Several of them are based in Dubai and provide nature-based holistic treatment. This shows the importance Ayurveda had received across the UAE. It has also generated employment space for many Indians who have studied and practised Ayurveda as an effective way of treating human ailments. The robust bilateralism that has been witnessed between India and the UAE since 2014 and Prime Minister Modi’s determination to globalise Ayurveda like Yoga to ensure global health, happiness, peace, and well-being constitute India’s herbal diplomacy and Ayurveda as a soft power modality in renewing India’s international image as a caregiver and curing nation that believes in its perennial wisdom of Vasudhaiva Kutumbakam.
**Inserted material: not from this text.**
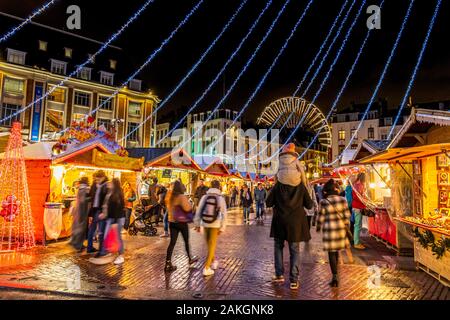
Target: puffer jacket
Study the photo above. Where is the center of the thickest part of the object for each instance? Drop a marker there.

The UAE also sees rising demand for Indian herbal products, from cosmetics to capsules. The made-in-India herbal products, which include Hamdard, Baidyanath, Dabur, Kama Ayurveda, Vicco, Biosync, Charak, Just Herbs, Patanjali, Vee, Forest Essentials, Hope Ayurveda, Himalaya Wellness, Navayur, Arlak, Swastik, Surya Herbal, etc, dominate the global wellness and cosmetic market space and the UAE is no exception to this market appetite.
The global demand for herbal products and the supply in India build a solid international profile for India as a land of herbal medicine. It cures through time-tested, nature-based traditional practices. This constitutes India’s herbal diplomacy which embodies, on one hand, health, happiness, and effective cure and also, on the other, gives India political dividends to prove its strength and genuineness of concern for global wellbeing along the line of its ancient wisdom: Om Sarve Bhavantu Sukhinah, Sarve Santu Nir-Aamayaah/ Sarve Bhadraanni Pashyantu, Maa Kashcid Duhkha-Bhaag-Bhavet/ Om Shaantih Shaantih Shaantih (May all beings be at peace, may no one suffer from illness, May all see what is auspicious, may no one suffer. Om! Peace Peace Peace).
Dr Jajati K Pattnaik is an Associate Professor at the Centre for West Asian Studies, School of International Studies, Jawaharlal Nehru University, New Delhi. Dr Chandan K Panda is an Assistant Professor at Rajiv Gandhi University, Itanagar. Views expressed in the above piece are personal and solely those of the authors. They do not necessarily reflect News18’s views.